One of the most recent activites of Wisconsin has been the Foxconn Bill to bring in a new LCD flat screen factory in the Racine/ Kenosha area. This is a big change socially, politically, and economically for Wisconsin and has been talked about both positively and negatively; however, there are more negative comments towards the new facility. With the thousand acre land loss and the enormous investment Wisconsin has to make, this is a tragic event for the state. The Foxconn LCD flat screen factory coming to southeast Wisconsin has has more negative impacts on the state, and less positive changes. (For anyone unfamiliar with the Foxconn Bill and would like to learn more, here is a video)
Wisconsin was chosen for the factory placement for reasons of space and location, but most importantly, the money they were willing to give up. The first offer from Wisconsin was $3 billion in tax dollars which was a positive response for Foxconn. The first and most important choice that Wisconsin has needs to be put up between the marginal cost and marginal benefit; they need to contemplate if the $3 billion tax dollars and a total of $10 billion investment is worth the benefits. Most likely the officials conducted a cost/benefit analysis that entailed the multiple details of losing this valuable land to gain jobs and money. Unfortunately, it seems that people aren’t willing to consider the negative externalities and are searching for the positivity that could arise.
The most obvious positive outcome for this is that the scarcity of jobs has risen to a lofty level for the country and to this area of Racine/Kenosha. Rachel Martin, American journalist at NPR, speaks in a report on the Foxconn Bill: “The president spoke of at least 3,000 jobs but as many as 13,000 jobs” (Wisconsin Public Radio). Not taking a side, Martin -- like the rest of us -- was searching for the positivity and the numerous amount of jobs that this plant can create. With this many jobs, people from the Milwaukee and Chicago areas can gain employment and support their families. The question leads to: what kind of workers are Foxconn looking for? Described in “The Tech Skills Gap Will Test Foxconn’s New Wisconsin Factory” in Wired, “They are, instead, part of a new generation of advanced manufacturing jobs, requiring high levels of engineering skills—skills that are still sorely lacking in the American workforce”. Hopefully Wisconsin will be able to find people in this field, otherwise the numerous amount of jobs will go to waste.

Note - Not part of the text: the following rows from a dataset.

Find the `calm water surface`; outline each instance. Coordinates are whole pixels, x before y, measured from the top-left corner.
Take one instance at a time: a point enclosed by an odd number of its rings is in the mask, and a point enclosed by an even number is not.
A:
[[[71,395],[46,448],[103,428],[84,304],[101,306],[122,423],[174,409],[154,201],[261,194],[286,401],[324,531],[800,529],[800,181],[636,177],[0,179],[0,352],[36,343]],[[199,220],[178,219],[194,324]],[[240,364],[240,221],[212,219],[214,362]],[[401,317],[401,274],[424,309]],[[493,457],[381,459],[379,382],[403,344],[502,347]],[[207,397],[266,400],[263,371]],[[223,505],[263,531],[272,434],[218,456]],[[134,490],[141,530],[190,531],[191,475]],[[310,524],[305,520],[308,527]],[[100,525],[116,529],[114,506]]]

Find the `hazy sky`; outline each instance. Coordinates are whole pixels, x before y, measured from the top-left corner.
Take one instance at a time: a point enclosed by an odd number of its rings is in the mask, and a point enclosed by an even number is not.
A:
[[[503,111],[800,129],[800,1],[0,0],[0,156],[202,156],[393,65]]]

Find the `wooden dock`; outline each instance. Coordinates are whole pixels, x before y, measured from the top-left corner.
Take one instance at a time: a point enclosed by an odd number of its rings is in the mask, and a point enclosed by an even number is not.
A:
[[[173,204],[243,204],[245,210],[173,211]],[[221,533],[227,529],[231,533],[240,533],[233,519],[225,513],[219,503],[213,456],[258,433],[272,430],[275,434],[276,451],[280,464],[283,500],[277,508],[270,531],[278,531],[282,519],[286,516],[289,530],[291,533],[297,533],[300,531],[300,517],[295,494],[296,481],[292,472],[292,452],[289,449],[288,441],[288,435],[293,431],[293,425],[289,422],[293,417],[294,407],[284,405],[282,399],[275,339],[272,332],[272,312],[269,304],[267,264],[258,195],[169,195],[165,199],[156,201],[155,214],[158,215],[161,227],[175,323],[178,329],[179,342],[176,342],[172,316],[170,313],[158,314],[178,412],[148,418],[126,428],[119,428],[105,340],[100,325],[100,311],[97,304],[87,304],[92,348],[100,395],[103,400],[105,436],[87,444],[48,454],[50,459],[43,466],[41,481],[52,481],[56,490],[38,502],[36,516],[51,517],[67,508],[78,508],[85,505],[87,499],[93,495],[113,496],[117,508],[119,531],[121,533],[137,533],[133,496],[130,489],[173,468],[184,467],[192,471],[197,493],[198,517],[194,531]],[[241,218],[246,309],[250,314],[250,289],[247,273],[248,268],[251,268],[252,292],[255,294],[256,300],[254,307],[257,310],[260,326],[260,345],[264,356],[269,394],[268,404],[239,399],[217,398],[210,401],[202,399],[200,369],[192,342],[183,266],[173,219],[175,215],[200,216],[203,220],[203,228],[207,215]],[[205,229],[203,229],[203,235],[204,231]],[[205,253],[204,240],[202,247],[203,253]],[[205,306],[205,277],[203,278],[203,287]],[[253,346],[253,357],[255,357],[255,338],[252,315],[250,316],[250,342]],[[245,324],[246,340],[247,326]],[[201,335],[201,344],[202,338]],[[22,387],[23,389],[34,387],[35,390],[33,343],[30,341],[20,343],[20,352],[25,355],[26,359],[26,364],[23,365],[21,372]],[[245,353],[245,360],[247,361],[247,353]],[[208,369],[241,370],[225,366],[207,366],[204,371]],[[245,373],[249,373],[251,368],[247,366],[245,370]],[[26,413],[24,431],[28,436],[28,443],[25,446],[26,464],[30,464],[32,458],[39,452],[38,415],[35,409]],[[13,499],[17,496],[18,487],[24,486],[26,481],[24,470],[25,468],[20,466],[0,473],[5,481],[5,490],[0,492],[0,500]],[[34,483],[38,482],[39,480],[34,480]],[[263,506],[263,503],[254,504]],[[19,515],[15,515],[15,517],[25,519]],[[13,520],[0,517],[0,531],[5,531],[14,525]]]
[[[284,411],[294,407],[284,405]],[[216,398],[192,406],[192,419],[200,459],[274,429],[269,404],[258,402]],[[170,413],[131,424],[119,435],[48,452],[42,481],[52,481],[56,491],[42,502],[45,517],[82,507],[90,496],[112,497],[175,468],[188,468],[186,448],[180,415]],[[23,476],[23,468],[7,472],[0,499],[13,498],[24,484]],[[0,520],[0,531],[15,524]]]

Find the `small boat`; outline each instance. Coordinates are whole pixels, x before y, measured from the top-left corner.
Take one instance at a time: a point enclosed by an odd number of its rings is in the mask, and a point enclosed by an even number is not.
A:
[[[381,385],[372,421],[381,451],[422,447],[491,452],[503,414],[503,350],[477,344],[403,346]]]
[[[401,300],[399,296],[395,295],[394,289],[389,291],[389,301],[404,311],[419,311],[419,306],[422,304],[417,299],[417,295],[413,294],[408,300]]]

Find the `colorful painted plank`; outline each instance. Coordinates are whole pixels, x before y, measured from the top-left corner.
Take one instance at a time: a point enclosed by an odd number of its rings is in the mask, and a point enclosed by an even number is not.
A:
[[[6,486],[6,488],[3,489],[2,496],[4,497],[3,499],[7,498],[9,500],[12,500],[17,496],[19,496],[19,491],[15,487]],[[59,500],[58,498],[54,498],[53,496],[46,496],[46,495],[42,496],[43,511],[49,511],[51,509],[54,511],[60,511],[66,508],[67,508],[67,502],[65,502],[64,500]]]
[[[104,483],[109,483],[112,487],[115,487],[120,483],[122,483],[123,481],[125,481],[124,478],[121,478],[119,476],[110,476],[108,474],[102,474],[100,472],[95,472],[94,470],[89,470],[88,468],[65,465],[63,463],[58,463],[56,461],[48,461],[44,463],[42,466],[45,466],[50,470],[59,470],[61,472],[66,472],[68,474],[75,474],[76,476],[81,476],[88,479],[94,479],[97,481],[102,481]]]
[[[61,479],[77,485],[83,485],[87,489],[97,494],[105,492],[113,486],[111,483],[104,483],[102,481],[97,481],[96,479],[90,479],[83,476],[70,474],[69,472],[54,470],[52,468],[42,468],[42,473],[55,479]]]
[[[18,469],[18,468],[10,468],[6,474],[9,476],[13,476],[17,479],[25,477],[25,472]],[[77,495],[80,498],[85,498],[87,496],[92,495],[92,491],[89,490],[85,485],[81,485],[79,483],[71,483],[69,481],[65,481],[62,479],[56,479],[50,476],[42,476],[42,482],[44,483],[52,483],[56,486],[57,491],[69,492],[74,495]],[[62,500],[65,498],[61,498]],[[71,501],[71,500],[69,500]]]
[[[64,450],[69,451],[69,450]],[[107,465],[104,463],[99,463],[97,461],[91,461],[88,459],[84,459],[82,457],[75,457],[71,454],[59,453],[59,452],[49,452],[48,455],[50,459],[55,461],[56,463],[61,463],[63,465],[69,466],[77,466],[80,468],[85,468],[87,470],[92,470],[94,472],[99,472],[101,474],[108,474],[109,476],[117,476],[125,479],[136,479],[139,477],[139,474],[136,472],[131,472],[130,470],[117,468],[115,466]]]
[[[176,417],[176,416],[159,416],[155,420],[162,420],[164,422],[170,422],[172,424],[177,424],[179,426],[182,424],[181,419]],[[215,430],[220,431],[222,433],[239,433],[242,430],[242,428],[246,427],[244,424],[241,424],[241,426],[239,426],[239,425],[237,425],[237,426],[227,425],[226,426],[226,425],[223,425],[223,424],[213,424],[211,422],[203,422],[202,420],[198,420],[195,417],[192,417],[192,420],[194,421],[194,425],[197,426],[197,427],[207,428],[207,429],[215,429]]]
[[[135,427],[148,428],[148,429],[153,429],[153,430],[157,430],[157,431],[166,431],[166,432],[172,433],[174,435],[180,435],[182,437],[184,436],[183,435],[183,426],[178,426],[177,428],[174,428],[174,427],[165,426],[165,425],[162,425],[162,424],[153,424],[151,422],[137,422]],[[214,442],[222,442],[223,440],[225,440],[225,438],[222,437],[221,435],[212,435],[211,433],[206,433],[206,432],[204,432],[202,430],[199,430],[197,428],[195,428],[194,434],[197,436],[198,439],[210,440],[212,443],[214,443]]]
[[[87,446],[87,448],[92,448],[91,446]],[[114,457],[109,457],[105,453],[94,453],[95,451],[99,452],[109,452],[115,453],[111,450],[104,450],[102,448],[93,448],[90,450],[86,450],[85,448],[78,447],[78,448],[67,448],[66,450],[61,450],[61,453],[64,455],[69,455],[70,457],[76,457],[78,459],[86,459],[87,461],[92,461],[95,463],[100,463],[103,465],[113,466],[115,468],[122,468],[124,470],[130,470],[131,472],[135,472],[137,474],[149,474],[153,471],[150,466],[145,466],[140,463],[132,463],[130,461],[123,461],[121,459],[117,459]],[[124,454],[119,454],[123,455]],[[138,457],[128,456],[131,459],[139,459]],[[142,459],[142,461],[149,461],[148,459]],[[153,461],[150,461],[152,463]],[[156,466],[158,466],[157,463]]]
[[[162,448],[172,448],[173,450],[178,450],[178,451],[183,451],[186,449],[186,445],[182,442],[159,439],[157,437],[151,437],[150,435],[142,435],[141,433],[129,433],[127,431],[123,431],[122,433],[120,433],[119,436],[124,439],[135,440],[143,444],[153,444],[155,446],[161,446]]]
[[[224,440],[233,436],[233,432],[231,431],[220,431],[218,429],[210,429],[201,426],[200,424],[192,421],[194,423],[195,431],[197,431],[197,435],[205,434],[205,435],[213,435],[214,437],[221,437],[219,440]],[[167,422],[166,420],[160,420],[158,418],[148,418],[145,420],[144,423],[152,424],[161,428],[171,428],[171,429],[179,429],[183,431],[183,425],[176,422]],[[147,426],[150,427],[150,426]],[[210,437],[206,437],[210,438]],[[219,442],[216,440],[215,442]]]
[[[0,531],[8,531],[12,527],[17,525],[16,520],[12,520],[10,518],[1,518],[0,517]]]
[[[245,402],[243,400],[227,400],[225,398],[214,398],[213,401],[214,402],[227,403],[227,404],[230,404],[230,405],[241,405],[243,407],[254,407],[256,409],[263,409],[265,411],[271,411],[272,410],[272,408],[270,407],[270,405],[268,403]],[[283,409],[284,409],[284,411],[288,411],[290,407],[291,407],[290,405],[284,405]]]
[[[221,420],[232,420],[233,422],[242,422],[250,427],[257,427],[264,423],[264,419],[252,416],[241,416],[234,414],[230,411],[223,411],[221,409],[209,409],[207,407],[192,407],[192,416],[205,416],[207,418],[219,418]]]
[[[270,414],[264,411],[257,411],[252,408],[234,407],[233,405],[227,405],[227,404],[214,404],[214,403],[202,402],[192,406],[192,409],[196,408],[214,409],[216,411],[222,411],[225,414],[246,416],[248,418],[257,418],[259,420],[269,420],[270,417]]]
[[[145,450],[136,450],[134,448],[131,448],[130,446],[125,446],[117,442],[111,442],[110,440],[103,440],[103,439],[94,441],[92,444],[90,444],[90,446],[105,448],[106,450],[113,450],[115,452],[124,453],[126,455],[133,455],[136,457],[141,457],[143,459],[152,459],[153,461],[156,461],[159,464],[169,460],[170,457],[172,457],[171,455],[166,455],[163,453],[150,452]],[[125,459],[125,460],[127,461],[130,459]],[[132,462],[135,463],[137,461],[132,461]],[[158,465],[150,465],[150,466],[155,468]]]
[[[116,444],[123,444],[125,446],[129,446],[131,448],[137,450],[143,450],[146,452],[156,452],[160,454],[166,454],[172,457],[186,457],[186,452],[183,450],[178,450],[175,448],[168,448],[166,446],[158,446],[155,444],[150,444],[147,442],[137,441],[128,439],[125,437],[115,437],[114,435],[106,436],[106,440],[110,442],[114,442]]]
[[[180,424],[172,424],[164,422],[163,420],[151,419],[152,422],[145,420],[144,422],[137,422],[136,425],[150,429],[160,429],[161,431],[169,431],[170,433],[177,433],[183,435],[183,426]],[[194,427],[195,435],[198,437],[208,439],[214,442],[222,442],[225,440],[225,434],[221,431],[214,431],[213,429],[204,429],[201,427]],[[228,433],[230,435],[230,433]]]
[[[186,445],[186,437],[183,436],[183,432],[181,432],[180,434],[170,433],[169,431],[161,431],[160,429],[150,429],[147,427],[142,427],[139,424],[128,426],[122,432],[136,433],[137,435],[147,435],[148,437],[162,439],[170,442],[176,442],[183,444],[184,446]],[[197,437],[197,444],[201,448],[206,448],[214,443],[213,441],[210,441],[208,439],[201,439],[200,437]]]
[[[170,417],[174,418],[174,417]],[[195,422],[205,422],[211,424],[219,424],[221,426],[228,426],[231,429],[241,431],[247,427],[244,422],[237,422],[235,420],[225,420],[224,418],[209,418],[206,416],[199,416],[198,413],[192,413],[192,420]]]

Although this factory has a perfect location for the employment need, one of the reasons it has been chosen for Wisconsin ( instead of another Midwest State), is because the consumer surplus was gaping. More specifically between Wisconsin and Illinois, Chicago Tribune states, “Foxconn chose the state that has stable government, healthy finances and pro-growth policies for employers. Illinois has none of the above. This state is deep in debt and badly run”. Since Wisconsin was so willing to let go of $3 billion up front, the state was chosen immediately. Why might have Wisconsin done this? Was the state in that much need for money and jobs? One of the major trade-off’s that Wisconsin has to make is giving up the 20 million sq. ft. of land for the hope of success within the new factory. Personally this trade-off is a terrible act; however, the economists who are seeing the money over land are the people supporting this idea. The more socially optimal use of that state’s resources includes wasting the earth; however, if Wisconsin wants efficiency from the environmental perspective, they must think about the land going to die and habitats they will destroy. Of course with the land loss in mind, the opportunity cost is unlimited because that space could have been used for anything; in an environmentalist's perspective the opportunity cost should be leaving the nature how it is.
The Foxconn Bill was developed to put Wisconsin ahead on the charts and in the economy, but will the state survive this disaster? Perhaps the economy will thrive off this addition to the state; however, the negative impact on the people and environment will be too great to sustain. The LCD flat screen factory Foxconn intends to build in southeast Wisconsin will produce more negative impacts than positive changes on all pedestals.
Board, Editorial. "The next Foxconn and Illinois: Here's Why Wisconsin Will Be the State Growing More Taxpayers." Chicagotribune.com. 04 Aug. 2017. Web. 08 Sept. 2017.
"Electronics-Maker Foxconn Plans Wisconsin Factory." NPR. NPR, 27 July 2017. Web. 08 Sept. 2017.
Lapowsky, Issie. "The Tech Skills Gap Will Test Foxconn's New Wisconsin Factory." Wired. Conde Nast, 26 July 2017. Web. 08 Sept. 2017.
Reuters. "Incentives Galore." Foxconn: Apple Manufacturer's Wisconsin Incentives Revealed | Fortune.com. Fortune, 31 July 2017. Web. 08 Sept. 2017.
Todaystmj4. "Foxconn Bill Held before Public Hearing." YouTube. YouTube, 03 Aug. 2017. Web. 08 Sept. 2017.